Recentemente, fui convidado para palestrar em um evento em alusão aos 10 anos do Maio Amarelo, que reuniu mais de 400 jovens entre 14 e 17 anos de algumas escolas de Tupanciretã, município do centro-oeste gaúcho. Por se tratar de um evento que teve início às 9:00 da manhã, viajei na noite anterior e pernoitei em um hotel na cidade de Santa Maria, onde cheguei por volta das 2:00 da madrugada.
Ainda um pouco desorientado, em parte pelo sono e em parte por ser aquela a minha primeira vez na cidade, procurei seguir as placas de emergência que indicavam a saída da rodoviária. Ao final de um largo corredor, avistei um carro deixar, logo após o embarque do passageiro, o que pensei ser, provavelmente, um ponto de táxi. Enquanto me aproximava, outro veículo encostou. Estava certo, ali era o ponto de táxi.
Com a desculpa de procurar o endereço do hotel, assim que o motorista iniciou o deslocamento, me precavi e pesquisei o mesmo no Maps enquanto espiava o taxímetro. "Só porque não conheço a cidade não é motivo para deixar ser enganado por um motorista daqueles que escolhem sempre o caminho mais longo" - pensei.
Eis que, em uma das diversas esquinas pelas quais o carro convertera, fui invadido por uma estranha familiaridade, quase um dejavu. "Não é possível... eu nunca estive aqui!" - pensei comigo mesmo. Voltei ao Maps para buscar algum subsídio, o qual me informava estar agora na Rua dos Andradas. Novamente, um novo sentimento de que o local não me era estranho...

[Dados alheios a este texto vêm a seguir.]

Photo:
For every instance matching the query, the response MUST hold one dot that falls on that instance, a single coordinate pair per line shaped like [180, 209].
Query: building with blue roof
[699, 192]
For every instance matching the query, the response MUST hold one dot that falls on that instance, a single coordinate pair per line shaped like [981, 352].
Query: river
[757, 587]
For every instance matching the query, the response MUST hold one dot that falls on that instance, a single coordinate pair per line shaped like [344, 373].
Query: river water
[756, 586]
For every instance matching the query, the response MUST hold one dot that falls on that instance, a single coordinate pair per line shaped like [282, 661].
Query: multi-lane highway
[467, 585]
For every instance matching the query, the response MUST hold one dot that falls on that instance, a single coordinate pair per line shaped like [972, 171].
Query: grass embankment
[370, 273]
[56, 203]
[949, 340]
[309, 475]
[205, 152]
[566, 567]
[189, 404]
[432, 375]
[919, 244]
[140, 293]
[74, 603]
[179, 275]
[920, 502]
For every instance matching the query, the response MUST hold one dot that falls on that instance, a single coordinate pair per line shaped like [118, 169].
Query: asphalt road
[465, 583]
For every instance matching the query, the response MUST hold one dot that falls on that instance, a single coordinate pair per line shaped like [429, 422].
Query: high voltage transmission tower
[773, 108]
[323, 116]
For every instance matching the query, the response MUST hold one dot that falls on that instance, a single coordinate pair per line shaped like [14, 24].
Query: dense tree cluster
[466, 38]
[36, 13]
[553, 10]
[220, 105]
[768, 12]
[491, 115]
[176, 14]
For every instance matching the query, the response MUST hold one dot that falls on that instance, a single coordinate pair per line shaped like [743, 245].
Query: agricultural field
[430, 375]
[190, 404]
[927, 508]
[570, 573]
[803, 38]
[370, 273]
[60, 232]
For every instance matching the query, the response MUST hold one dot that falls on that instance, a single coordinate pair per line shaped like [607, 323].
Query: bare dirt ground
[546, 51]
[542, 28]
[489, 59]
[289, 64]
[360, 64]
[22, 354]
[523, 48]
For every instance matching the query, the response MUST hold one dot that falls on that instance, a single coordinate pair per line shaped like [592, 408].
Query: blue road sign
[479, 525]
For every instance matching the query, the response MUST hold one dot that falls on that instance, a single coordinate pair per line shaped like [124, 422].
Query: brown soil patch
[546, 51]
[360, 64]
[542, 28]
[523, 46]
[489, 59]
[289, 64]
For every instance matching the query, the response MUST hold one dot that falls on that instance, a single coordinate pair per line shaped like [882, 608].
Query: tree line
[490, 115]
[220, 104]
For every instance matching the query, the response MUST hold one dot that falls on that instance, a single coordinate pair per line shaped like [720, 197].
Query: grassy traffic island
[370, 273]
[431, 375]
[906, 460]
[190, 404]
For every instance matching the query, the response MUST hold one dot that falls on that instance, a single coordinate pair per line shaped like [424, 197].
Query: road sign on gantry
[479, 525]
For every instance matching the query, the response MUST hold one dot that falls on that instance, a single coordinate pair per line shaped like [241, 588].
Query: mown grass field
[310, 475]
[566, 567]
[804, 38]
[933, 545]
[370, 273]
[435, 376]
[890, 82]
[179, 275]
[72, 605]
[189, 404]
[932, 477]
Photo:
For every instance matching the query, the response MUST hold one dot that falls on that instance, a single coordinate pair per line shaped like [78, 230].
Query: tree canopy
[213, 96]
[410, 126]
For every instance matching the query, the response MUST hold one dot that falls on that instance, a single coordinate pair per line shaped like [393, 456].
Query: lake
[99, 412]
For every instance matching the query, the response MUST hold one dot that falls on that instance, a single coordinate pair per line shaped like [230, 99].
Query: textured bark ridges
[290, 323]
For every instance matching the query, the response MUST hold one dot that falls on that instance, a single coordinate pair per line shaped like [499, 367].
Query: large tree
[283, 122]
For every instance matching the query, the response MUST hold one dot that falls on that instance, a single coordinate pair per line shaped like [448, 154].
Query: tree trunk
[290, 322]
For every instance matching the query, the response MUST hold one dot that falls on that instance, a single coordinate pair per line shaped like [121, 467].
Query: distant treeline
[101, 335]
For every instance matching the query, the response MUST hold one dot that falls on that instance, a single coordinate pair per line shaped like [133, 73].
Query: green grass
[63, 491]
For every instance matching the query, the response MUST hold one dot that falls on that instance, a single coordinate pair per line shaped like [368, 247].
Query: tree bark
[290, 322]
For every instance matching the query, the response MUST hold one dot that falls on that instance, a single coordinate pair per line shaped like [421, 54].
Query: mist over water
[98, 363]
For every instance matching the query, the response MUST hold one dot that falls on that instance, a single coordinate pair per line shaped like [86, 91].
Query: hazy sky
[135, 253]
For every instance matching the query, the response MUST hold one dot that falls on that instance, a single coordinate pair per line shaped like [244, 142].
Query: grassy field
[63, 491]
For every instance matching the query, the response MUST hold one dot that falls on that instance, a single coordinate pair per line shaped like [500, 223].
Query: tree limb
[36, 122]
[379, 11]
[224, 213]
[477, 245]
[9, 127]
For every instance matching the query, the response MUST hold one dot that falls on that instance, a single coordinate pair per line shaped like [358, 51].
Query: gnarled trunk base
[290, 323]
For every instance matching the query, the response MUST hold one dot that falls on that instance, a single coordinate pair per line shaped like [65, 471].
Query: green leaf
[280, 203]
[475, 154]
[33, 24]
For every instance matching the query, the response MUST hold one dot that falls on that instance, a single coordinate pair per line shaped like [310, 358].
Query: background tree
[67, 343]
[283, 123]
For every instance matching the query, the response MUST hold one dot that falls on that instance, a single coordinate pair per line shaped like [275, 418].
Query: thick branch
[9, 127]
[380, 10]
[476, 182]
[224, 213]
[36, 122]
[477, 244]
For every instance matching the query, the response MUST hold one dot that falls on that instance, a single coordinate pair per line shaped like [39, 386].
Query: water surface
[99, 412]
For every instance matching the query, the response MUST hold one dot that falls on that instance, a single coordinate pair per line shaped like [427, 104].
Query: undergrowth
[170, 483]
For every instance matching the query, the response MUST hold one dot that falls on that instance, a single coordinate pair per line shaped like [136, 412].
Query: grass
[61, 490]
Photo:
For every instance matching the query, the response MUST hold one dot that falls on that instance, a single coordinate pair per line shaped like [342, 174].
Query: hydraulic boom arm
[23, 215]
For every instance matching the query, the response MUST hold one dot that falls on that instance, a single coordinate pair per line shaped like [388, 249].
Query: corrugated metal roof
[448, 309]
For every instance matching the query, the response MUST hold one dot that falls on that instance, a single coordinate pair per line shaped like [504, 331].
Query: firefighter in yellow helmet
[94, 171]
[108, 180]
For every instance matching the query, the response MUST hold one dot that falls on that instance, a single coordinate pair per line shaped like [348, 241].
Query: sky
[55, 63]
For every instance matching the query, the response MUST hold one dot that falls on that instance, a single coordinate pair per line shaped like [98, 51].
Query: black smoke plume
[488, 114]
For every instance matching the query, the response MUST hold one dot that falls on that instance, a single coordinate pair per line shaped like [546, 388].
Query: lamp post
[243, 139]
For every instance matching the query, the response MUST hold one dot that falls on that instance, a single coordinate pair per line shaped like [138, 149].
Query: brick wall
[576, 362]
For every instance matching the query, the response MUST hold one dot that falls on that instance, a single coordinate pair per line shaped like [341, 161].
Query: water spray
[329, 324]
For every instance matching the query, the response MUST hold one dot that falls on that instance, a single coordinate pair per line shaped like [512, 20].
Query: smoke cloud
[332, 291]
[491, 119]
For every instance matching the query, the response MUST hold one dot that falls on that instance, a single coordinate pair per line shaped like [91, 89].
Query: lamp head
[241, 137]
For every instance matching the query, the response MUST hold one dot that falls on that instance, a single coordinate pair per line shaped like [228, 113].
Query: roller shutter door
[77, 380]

Vi essa essa sensação crescer ainda mais, quase a ponto de me consumir, quando voltei os olhos para a janela traseira direita do carro que me levava e enxerguei um paredão alto, que parecia ser os fundos de um imponente prédio. Um estacionamento, na verdade. Mas pintado de um tom de verde inconfundível. Antes mesmo que eu pudesse buscar na memória de qual estabelecimento pertencia aquele prédio, enxerguei o logo da famosa marca de supermercados francesa. Foi só então que me dei conta de onde estava.
Girei a cabeça para o lado oposto da rua e lá estava a fachada negra do prédio que um dia abrigara a famosa casa noturna. E, por um milésimo de segundo, fechei meus olhos na esperança, ainda que inútil, de "desver" aquilo que já se viu. E na minha mente, durante aquele pequeno lapso temporal, aquela deserta rua deu lugar ao caos, onde diversas ambulâncias e caminhões de bombeiros dividiam espaço com pilhas de corpos já sem vida. Como alguém em uma crise de transtorno dissociativo, pude me enxergar naquele lugar, mesmo que nunca tivesse estado lá (pelo menos não pessoalmente), como que me vendo em uma cena de filme (o qual eu assistira recentemente). Pude ouvir os gritos e gemidos de dor em meio ao som das sirenes, ver as lágrimas e o terror nos rostos daqueles que conseguiam sair do prédio e, em dado momento, até mesmo o cheiro da fumaça pude sentir.
Então voltei a abri os olhos e aquela cena de terror deu lugar novamente apenas àquela fachada escura em uma rua deserta do centro da cidade. Quando o silencioso motorista parou no semáforo da esquina, pensei em perguntar se, de todos os caminhos possíveis, aquela era uma mórbida rota costumeiramente escolhida pelos taxistas da cidade para mostrarem o famoso prédio da boate aos turistas. "Indelicadeza a minha... pode até ter perdido um ente querido no incêndio!" - pensei. Preferi imitá-lo e seguir o restante da viagem em silêncio.
Preferi pensar que fora apenas uma coincidência. Assim como a coincidência de que, exatamente no ano que em se comemoram os 10 anos do Maio Amarelo, há 10 anos morriam 242 pessoas no incêndio da boate Kiss. Um evento sem sombra de dúvidas lastimável, mas que serviu para que diversas leis e normas fossem criadas no sentido de prevenir que desastres semelhantes ocorressem.
No entanto, só no Brasil, nos últimos 10 anos, o trânsito já vitimou o equivalente a mais de 1.600 boates Kiss! E pouco (ou quase nada) tem sido feito para que essa situação se modifique. A questão que me fica é: quando vamos tratar de fato essa espécie de crise de transtorno dissociativo do trânsito, onde nos vemos em um trânsito do qual parecemos (ou fingimos) não fazer parte?